It's also evident that Twitter has a unique ability to collapse the emotional distance between the objects of news coverage and the reading/watching/listening public. This capacity follows from Twitter's decentralized, choose-your-own-conversation structure: if you've got a Twitter account and a cell phone (or computer) and weigh in on the Iranian situation using the tag #iranelection, your comments can be read by everyone following that subject, whether you're posting from Tehran or Teaneck. That alone creates a potential for participatory transnational solidarity that surpasses anything experienced during, say, the fall of communism two decades ago.
And if, as a non-Iranian, you join the criticism of CNN's supposedly sparse Iran coverage by posting with the tag #cnnfail — or help to disseminate information on Web proxies for Iranians seeking to avoid government censorship of the Internet — the sense of being united in struggle with Iran's dissidents grows even more palpable. As Shirky put it: "Twitter makes us empathize. It makes us part of it."
So far, so clear. But when we turn to Twitter's role on the ground in Iran, the picture gets murkier. Case in point: on June 15, the Atlantic's Marc Ambinder wrote, in a post titled "The Revolution Will Be Twittered," of Iranian dissidents using Twitter to warn each other of impending violent crackdowns by the government, thereby saving the lives "of any number of would-be revolutionaries."
It's true that Twitter may have saved tens of thousands of lives in the days following the election. Then again, it may not have saved any at all. We simply don't know, since no journalist or historian or political scientist has yet had the luxury of talking with key figures from the opposition and figuring out how important Twitter was in terms of protecting dissenters.
By the same token, no one's been able to study — with the precision required to make the sort of declaratory statement everyone currently craves — exactly what role Twitter played in mobilizing and sustaining resistance to the regime. (Writing at foreignpolicy.com, Open Society Institute fellow Evgeny Morozov — who previously extolled Twitter's significance among Moldovan-government opponents earlier this year — convincingly made this point.)
We can, however, identify some problems Twitter may pose for Iran's dissenters. In addition to the perils of Twitter-driven disinformation (intentional or inadvertent) and Twitter-based government eavesdropping, the site's aforementioned inclusiveness poses its own problems. When Twitter users everywhere changed their designated location to Tehran to protect their Iranian counterparts from retribution, they also made it harder to discern — via geographic sorting of tweets — which users actually had information worth sharing.

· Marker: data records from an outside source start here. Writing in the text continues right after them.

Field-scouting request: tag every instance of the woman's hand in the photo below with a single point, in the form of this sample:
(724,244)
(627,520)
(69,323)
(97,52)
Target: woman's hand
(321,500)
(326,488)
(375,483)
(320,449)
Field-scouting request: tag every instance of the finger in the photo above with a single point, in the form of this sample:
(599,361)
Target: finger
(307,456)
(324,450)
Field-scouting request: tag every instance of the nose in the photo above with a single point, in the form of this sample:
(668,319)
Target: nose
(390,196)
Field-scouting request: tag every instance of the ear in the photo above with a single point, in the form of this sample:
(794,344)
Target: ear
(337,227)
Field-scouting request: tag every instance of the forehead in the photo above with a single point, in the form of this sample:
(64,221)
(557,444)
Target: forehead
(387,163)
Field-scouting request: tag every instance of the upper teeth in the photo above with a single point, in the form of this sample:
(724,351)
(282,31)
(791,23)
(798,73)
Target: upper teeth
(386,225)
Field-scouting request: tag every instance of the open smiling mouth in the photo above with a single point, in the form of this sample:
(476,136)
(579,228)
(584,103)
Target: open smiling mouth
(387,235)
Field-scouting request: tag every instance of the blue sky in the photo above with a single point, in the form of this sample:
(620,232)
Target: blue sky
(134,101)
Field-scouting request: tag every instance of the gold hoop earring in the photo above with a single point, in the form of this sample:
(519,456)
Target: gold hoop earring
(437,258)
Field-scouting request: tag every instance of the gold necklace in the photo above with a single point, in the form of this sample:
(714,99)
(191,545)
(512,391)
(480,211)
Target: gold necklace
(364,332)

Maybe we'll eventually discover that Twitter really was the organizational engine of the Iranian opposition. But even if that's the case, contends Jack A. Goldstone, director of the Center for Global Policy at George Mason University, its big-picture importance shouldn't be overstated. In Iran, Goldstone tells the Phoenix via e-mail, Twitter seems to be doing the work previously done by speeches, leaflets, newspapers, radio, and television. However, he adds, "It hasn't changed the basic mode of protest (physical challenge to regime order by public demonstrations by crowds) or the basic message (we are numerous, virtuous, united, and resolute)."